Riya pointing at the laptop. The three invoices are now parsed into a structured table with amount, unit, and confidence score columns. Invoice A: ₹1,00,000 INR confidence 0.97 high. Invoice B: ₹1,00,000 INR confidence 0.82 review. Invoice C: €1,00,000 EUR confidence 0.74 with a locale flag.
“A raw-text dump is not a vendor invoice. It's a guess in a costume.”
Transcript›
Field-level confidence. Unit detected. Locale flagged. Now I can reconcile.
Document intelligence is OCR + structure + confidence. Not just OCR.
Riya with a slight smile. Screen shows two columns: high-confidence invoices auto-matched on the left, two flagged invoices queued for human review on the right with the confidence band and reason visible.
“Trust, but verify the confidence band.”
Transcript›
Auto-match what's clean. Review what's flagged. Stop arguing with raw text.

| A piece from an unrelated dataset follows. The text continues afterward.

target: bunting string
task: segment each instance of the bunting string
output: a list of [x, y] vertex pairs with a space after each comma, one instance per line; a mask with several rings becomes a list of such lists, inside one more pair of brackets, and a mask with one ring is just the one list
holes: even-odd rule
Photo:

The audit asks: how did you decide? Field-level confidence is the answer.
The longer take
OCR — optical character recognition — has been a commodity capability for over two decades. Any modern vision model can extract the characters from an invoice PDF with high per-character accuracy. The trap is that high per-character accuracy is not the same as a reconcilable invoice.
Consider the three invoices in the panels: '100000', '10,00,00', '1.00.000'. Each is technically correctly OCR'd — those are the characters on the page. But each represents a different reconcilable value depending on the locale, format, and unit. '100000' with no separator could be one lakh (INR) or one hundred thousand (USD). '10,00,00' is the Indian comma format for one lakh. '1.00.000' is the European decimal format for the same amount. A reconciliation engine that treats all three as raw strings will fail to match them; an engine that parses them all as ₹1,00,000 will succeed, but only if the parsing is unit-aware and locale-aware.

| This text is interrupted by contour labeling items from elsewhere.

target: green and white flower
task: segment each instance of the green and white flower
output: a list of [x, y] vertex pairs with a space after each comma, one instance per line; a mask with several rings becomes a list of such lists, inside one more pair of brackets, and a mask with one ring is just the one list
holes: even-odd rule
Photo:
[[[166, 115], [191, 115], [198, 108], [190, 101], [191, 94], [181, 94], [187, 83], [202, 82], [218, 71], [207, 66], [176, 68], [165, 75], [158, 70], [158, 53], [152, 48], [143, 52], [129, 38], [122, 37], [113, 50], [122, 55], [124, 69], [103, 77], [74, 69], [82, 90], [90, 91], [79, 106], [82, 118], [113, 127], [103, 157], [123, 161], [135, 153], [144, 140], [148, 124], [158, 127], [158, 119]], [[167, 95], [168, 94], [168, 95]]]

The architectural difference between OCR and document intelligence is structure. Document intelligence parses the raw text into typed fields (amount, currency, date, vendor, line items), assigns a per-field confidence score, and flags edge cases (multi-currency, locale ambiguity, unusual formats) for human review. The output is not text; it is a structured invoice object that downstream reconciliation can join on amount and currency without re-doing the parsing.
The reason this matters operationally is that the volume of vendor invoices for any growing business is large and unstructured. A D2C founder uploading 200 vendor PDFs a month cannot manually validate the OCR for each one. The cost of building this manually — vendor-specific parsers for every supplier — exceeds the cost of just typing the data in. Document intelligence as a category exists because the alternative is either typing or accepting OCR errors silently into the books.
What good document intelligence looks like in practice: 80–90% of fields auto-extract with high enough confidence to skip review. The remaining 10–20% surface as a review queue with the specific field, the confidence score, and the reason (low confidence, locale ambiguity, unusual format). A human resolves the review queue in minutes per month, not hours per week. The audit trail records which fields were auto-accepted and which were reviewed, with the original PDF attached. The reconciliation downstream joins on the structured fields, not the raw text.